The “Diskless” Sharding Strategy #

Since the location data is ephemeral (we don’t care where a driver was 10 minutes ago, only now), Uber runs this entirely in memory.

  • Ringpop: Uber built a library called Ringpop to handle application-layer sharding.
  • The Logic:
    1. The world is divided into thousands of H3 Hexagons.
    2. Each Node (Server) in the cluster is responsible for a specific set of Hexagons.
    3. When a driver pings, the Load Balancer hashes the H3 ID and routes the ping to the specific server that “owns” that patch of land.
    4. Zero DB Writes: The driver’s location is just updated in that server’s RAM.
    5. Result: “Nearest Neighbor” becomes an O(1) memory lookup, not an O(N) database query.

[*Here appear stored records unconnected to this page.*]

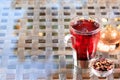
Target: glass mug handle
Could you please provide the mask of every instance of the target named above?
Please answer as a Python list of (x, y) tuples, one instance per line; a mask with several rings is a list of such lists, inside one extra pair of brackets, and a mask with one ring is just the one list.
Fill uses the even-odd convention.
[(72, 48), (72, 44), (68, 44), (68, 41), (70, 40), (70, 38), (72, 38), (73, 36), (71, 34), (67, 34), (64, 38), (64, 43), (65, 45), (69, 45)]
[[(75, 37), (72, 36), (71, 34), (67, 34), (64, 38), (64, 43), (67, 46), (68, 45), (68, 41), (70, 40), (70, 38), (72, 38), (72, 44), (75, 43)], [(76, 50), (72, 47), (72, 44), (69, 44), (69, 46), (72, 48), (72, 53), (73, 53), (73, 59), (74, 59), (74, 67), (77, 66), (77, 54), (76, 54)]]

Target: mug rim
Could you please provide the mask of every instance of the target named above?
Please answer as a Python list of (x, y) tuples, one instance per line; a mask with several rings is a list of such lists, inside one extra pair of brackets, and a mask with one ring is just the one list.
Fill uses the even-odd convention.
[[(91, 20), (93, 22), (95, 22), (95, 24), (98, 25), (98, 28), (96, 28), (95, 30), (89, 31), (89, 32), (83, 32), (83, 31), (78, 31), (75, 28), (72, 27), (71, 23), (78, 21), (78, 20)], [(98, 18), (93, 18), (93, 17), (75, 17), (72, 18), (72, 20), (70, 21), (70, 30), (75, 31), (77, 34), (81, 34), (81, 35), (93, 35), (96, 34), (97, 32), (99, 32), (101, 30), (101, 26), (98, 23)]]

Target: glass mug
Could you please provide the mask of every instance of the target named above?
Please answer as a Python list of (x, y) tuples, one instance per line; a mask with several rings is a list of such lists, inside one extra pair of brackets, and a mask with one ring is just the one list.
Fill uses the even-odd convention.
[(96, 55), (100, 38), (100, 25), (97, 19), (76, 17), (70, 22), (70, 34), (65, 36), (65, 43), (71, 39), (77, 60), (90, 60)]

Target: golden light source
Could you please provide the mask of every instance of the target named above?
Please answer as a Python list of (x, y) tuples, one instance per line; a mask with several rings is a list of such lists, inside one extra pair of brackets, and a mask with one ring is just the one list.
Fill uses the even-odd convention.
[(120, 32), (116, 27), (107, 25), (102, 31), (98, 50), (101, 52), (113, 52), (120, 50)]

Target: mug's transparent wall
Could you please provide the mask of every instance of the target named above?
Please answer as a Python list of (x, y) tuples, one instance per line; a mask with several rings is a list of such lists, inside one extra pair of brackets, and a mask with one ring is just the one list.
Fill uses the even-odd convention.
[[(69, 21), (84, 15), (109, 19), (106, 1), (112, 16), (119, 17), (119, 0), (2, 0), (0, 80), (75, 80), (73, 73), (64, 70), (52, 77), (46, 72), (73, 69), (72, 49), (64, 44)], [(114, 77), (119, 79), (120, 58), (113, 54), (111, 57), (116, 61)], [(88, 69), (83, 71), (82, 78), (89, 80)]]

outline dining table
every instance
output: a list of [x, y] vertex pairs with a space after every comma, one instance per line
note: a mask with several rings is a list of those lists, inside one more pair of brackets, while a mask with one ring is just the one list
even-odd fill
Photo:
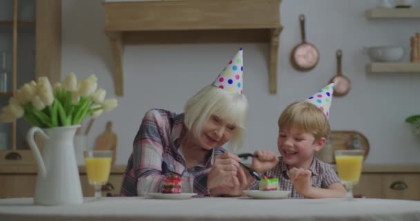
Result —
[[256, 199], [200, 197], [84, 198], [44, 206], [33, 198], [0, 199], [0, 220], [420, 220], [420, 201], [360, 198]]

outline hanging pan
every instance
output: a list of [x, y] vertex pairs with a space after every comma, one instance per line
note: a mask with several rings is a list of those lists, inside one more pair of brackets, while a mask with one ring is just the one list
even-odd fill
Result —
[[341, 97], [345, 95], [350, 90], [351, 82], [341, 73], [341, 57], [343, 55], [341, 50], [337, 50], [336, 55], [337, 57], [337, 75], [331, 79], [330, 82], [334, 83], [334, 96]]
[[307, 42], [305, 33], [305, 15], [299, 15], [302, 43], [296, 46], [290, 53], [290, 63], [298, 71], [308, 71], [315, 68], [319, 60], [316, 48]]

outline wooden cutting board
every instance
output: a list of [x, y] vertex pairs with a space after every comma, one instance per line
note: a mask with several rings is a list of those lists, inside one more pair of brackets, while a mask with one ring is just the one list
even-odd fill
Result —
[[105, 132], [99, 134], [96, 138], [95, 149], [98, 151], [113, 151], [113, 164], [117, 155], [117, 134], [113, 131], [113, 122], [108, 122]]

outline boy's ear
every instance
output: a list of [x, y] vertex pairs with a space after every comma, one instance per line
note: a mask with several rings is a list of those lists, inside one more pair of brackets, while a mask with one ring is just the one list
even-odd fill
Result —
[[325, 137], [321, 137], [317, 141], [316, 141], [315, 151], [318, 152], [321, 151], [325, 145], [325, 142], [327, 142], [327, 139], [325, 139]]

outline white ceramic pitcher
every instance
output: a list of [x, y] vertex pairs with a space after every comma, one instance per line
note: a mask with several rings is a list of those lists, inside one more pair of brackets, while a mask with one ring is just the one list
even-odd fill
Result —
[[[83, 203], [73, 139], [80, 125], [41, 129], [31, 128], [26, 136], [38, 164], [34, 203], [44, 205]], [[42, 155], [34, 140], [39, 132], [44, 138]]]

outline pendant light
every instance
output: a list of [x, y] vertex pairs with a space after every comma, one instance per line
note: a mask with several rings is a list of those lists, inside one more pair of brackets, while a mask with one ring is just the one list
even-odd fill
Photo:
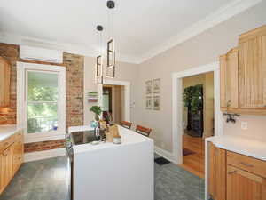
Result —
[[[101, 25], [98, 25], [96, 28], [97, 31], [98, 31], [98, 44], [99, 47], [101, 49], [101, 45], [102, 45], [102, 31], [104, 30], [103, 26]], [[96, 84], [104, 84], [104, 77], [103, 77], [103, 56], [100, 54], [98, 56], [96, 57], [96, 75], [95, 75], [95, 78], [96, 78]]]
[[107, 1], [108, 8], [108, 26], [109, 36], [106, 50], [106, 76], [113, 78], [115, 76], [115, 49], [113, 39], [113, 9], [115, 3], [113, 0]]

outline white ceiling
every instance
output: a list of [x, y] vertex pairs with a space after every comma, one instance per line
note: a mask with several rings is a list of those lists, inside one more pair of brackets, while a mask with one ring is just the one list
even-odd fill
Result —
[[[248, 1], [248, 0], [243, 0]], [[258, 0], [252, 0], [258, 1]], [[260, 1], [260, 0], [259, 0]], [[0, 30], [95, 52], [96, 25], [106, 33], [106, 0], [1, 0]], [[143, 59], [215, 11], [241, 0], [115, 0], [117, 52]], [[250, 0], [249, 0], [250, 2]], [[156, 51], [153, 54], [156, 54]], [[153, 56], [151, 54], [150, 56]]]

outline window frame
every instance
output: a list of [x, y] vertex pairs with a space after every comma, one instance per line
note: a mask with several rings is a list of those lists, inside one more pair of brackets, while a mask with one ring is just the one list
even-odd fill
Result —
[[[27, 133], [27, 72], [36, 71], [58, 75], [58, 130]], [[66, 135], [66, 68], [63, 66], [17, 62], [17, 124], [25, 129], [25, 143], [64, 139]]]

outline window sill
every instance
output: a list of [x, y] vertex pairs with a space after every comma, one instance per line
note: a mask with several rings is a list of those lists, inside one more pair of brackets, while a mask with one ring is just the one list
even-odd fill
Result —
[[42, 136], [40, 137], [30, 137], [26, 136], [24, 143], [32, 143], [32, 142], [40, 142], [40, 141], [50, 141], [50, 140], [63, 140], [66, 138], [66, 134], [57, 134], [52, 136]]

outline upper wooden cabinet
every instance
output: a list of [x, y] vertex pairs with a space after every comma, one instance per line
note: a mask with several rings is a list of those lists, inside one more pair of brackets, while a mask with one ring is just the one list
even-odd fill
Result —
[[239, 108], [239, 50], [220, 56], [221, 107]]
[[11, 64], [0, 56], [0, 108], [10, 106]]
[[220, 56], [221, 109], [266, 114], [266, 26], [239, 36], [239, 46]]
[[239, 36], [239, 107], [266, 109], [266, 26]]

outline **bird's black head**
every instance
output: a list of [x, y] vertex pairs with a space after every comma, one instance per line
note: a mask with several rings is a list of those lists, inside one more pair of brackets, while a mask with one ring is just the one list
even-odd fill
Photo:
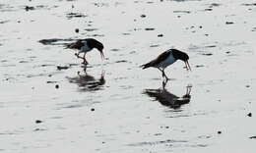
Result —
[[86, 39], [86, 41], [90, 48], [96, 48], [98, 51], [102, 51], [104, 48], [104, 46], [101, 42], [99, 42], [94, 38]]
[[191, 71], [191, 68], [190, 68], [189, 63], [188, 63], [189, 56], [186, 53], [181, 52], [181, 51], [176, 50], [176, 49], [171, 49], [171, 52], [172, 52], [173, 57], [176, 60], [181, 60], [181, 61], [185, 62], [187, 70]]
[[89, 39], [86, 39], [87, 41], [87, 45], [90, 47], [90, 48], [96, 48], [99, 52], [100, 52], [100, 55], [101, 55], [101, 58], [104, 59], [104, 54], [103, 54], [103, 44], [94, 38], [89, 38]]
[[179, 51], [179, 50], [176, 50], [176, 49], [171, 49], [171, 51], [172, 51], [173, 57], [176, 60], [181, 60], [181, 61], [184, 61], [184, 62], [189, 60], [189, 56], [186, 53]]

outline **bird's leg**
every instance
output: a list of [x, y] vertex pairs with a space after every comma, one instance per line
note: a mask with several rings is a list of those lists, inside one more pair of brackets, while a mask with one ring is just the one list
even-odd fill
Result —
[[85, 64], [85, 65], [88, 65], [88, 62], [87, 62], [87, 60], [86, 60], [86, 52], [85, 52], [85, 54], [84, 54], [84, 56], [83, 56], [83, 60], [84, 60], [84, 62], [83, 62], [83, 64]]
[[83, 59], [83, 57], [79, 56], [80, 52], [78, 53], [75, 53], [76, 57], [79, 58], [79, 59]]
[[165, 90], [165, 86], [166, 86], [166, 83], [167, 83], [167, 79], [166, 80], [162, 80], [161, 82], [161, 85], [162, 85], [162, 89]]
[[169, 78], [167, 77], [167, 76], [164, 73], [164, 69], [162, 69], [162, 76], [164, 76], [166, 78], [166, 80], [169, 80]]
[[165, 73], [164, 73], [164, 70], [162, 69], [160, 69], [160, 68], [158, 68], [160, 72], [161, 72], [161, 76], [162, 77], [165, 77], [166, 78], [166, 80], [168, 80], [169, 78], [166, 76], [166, 75], [165, 75]]

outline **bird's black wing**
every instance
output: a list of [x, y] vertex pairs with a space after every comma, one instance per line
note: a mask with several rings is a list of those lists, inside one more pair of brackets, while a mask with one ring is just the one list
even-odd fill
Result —
[[82, 42], [82, 40], [77, 40], [74, 43], [68, 44], [67, 48], [70, 48], [70, 49], [81, 49], [81, 47], [83, 47], [83, 46], [84, 46], [84, 43]]
[[159, 55], [155, 60], [152, 60], [151, 62], [149, 62], [145, 65], [142, 65], [141, 67], [143, 67], [143, 69], [147, 69], [149, 67], [158, 66], [161, 61], [164, 61], [169, 56], [170, 53], [171, 53], [171, 51], [167, 50], [167, 51], [161, 53], [160, 55]]
[[164, 61], [166, 58], [168, 58], [169, 54], [171, 53], [170, 50], [167, 50], [160, 55], [157, 57], [157, 59], [154, 60], [154, 65], [159, 65], [160, 62]]

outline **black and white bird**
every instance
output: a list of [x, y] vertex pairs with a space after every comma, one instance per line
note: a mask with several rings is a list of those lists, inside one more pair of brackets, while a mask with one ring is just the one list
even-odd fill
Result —
[[[79, 50], [78, 53], [75, 53], [75, 55], [78, 58], [81, 58], [84, 60], [83, 64], [87, 65], [88, 62], [86, 60], [86, 54], [90, 51], [92, 51], [94, 48], [97, 49], [100, 53], [101, 59], [104, 59], [103, 54], [103, 44], [94, 38], [87, 38], [87, 39], [78, 39], [76, 42], [70, 43], [67, 45], [67, 48], [69, 49], [76, 49]], [[79, 56], [80, 53], [84, 53], [84, 56]]]
[[159, 55], [156, 59], [152, 60], [151, 62], [142, 65], [141, 67], [142, 69], [147, 69], [150, 67], [158, 68], [161, 72], [162, 77], [169, 79], [164, 73], [164, 69], [169, 65], [172, 65], [177, 60], [181, 60], [185, 63], [186, 69], [191, 71], [188, 59], [189, 56], [186, 53], [177, 49], [169, 49]]

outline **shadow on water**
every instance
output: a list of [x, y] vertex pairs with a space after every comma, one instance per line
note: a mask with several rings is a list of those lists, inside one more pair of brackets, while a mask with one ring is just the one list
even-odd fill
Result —
[[68, 77], [68, 79], [72, 83], [77, 83], [80, 91], [96, 91], [103, 89], [102, 87], [105, 84], [104, 74], [105, 72], [102, 71], [100, 77], [96, 78], [95, 76], [88, 75], [86, 71], [84, 72], [84, 75], [81, 75], [81, 73], [78, 72], [77, 76]]
[[167, 81], [162, 81], [161, 88], [158, 89], [145, 89], [143, 94], [147, 94], [150, 97], [154, 97], [156, 101], [159, 101], [161, 105], [178, 109], [184, 104], [188, 104], [191, 99], [191, 85], [186, 86], [186, 93], [178, 97], [165, 89]]

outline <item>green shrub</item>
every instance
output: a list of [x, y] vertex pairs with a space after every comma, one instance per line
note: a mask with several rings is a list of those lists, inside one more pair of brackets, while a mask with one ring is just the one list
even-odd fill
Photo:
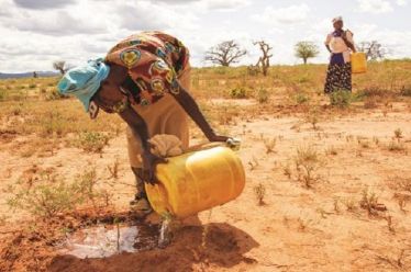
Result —
[[51, 101], [51, 100], [59, 100], [59, 99], [68, 99], [69, 97], [68, 95], [65, 95], [65, 94], [62, 94], [57, 91], [57, 89], [52, 89], [52, 91], [47, 92], [46, 95], [45, 95], [45, 99], [47, 101]]
[[402, 97], [411, 97], [411, 87], [406, 87], [406, 86], [403, 86], [402, 88], [401, 88], [401, 92], [400, 92], [400, 94], [402, 95]]
[[330, 103], [337, 107], [347, 107], [353, 101], [352, 93], [346, 90], [340, 90], [330, 94]]
[[82, 203], [81, 191], [77, 183], [66, 184], [63, 181], [55, 183], [36, 184], [26, 188], [19, 184], [12, 189], [13, 196], [8, 205], [15, 209], [24, 209], [35, 216], [53, 216], [58, 213], [73, 211], [77, 204]]
[[309, 102], [310, 98], [306, 93], [299, 92], [296, 94], [295, 100], [297, 104], [304, 104]]
[[60, 213], [70, 213], [80, 205], [96, 202], [103, 197], [96, 190], [96, 169], [78, 177], [73, 183], [57, 180], [56, 175], [42, 174], [35, 184], [26, 184], [20, 180], [9, 188], [12, 196], [7, 201], [12, 209], [23, 209], [34, 216], [51, 218]]
[[230, 91], [230, 98], [232, 99], [246, 99], [247, 92], [244, 88], [235, 88]]
[[91, 152], [101, 152], [108, 144], [109, 136], [98, 132], [82, 133], [77, 140], [77, 147]]
[[0, 101], [5, 101], [8, 98], [8, 93], [5, 90], [1, 89], [0, 90]]
[[264, 88], [259, 88], [257, 90], [257, 100], [258, 100], [258, 103], [260, 103], [260, 104], [267, 103], [268, 99], [269, 99], [268, 91], [266, 89], [264, 89]]

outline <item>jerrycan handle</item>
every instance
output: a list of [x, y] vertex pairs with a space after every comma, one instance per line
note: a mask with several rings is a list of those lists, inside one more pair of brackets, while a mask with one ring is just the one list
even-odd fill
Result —
[[234, 138], [234, 137], [229, 138], [229, 139], [225, 141], [225, 145], [226, 145], [227, 147], [230, 147], [232, 150], [237, 151], [237, 150], [240, 150], [240, 147], [241, 147], [241, 139], [238, 139], [238, 138]]

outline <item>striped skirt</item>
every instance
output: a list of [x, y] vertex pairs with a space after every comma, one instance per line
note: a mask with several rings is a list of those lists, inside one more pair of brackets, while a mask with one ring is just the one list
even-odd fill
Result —
[[326, 71], [324, 92], [352, 91], [351, 63], [330, 64]]

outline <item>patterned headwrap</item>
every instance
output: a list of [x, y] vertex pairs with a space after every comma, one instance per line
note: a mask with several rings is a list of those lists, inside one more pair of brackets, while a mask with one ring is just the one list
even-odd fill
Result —
[[336, 16], [333, 19], [333, 23], [336, 23], [336, 22], [342, 22], [343, 21], [343, 18], [342, 16]]
[[102, 58], [88, 60], [87, 64], [69, 69], [57, 84], [62, 94], [73, 94], [81, 101], [86, 112], [89, 111], [90, 100], [99, 90], [110, 72], [110, 67]]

Real-World Lesson: Dynamic Precision #

H3 is hierarchical. A parent hexagon (Resolution 1) contains 7 child hexagons (Resolution 2).

  • Rural Area: Uber tracks drivers at Resolution 7 (Large Hexagons) because cars are spread out.
  • Manhattan: Uber tracks drivers at Resolution 9 (Tiny Hexagons) to distinguish between a car on 5th Ave vs. 6th Ave.

Conclusion #

Architecture is about choosing the right shape for your data.

  • Delivery App (Small Scale): Use Postgres/PostGIS. It’s accurate and easy.
  • Map/Navigation (Google): Use S2 (Squares). It fits standard map projections better.
  • Ride Sharing (Uber): Use H3 (Hexagons). The equidistance property is critical for radial math and moving assets.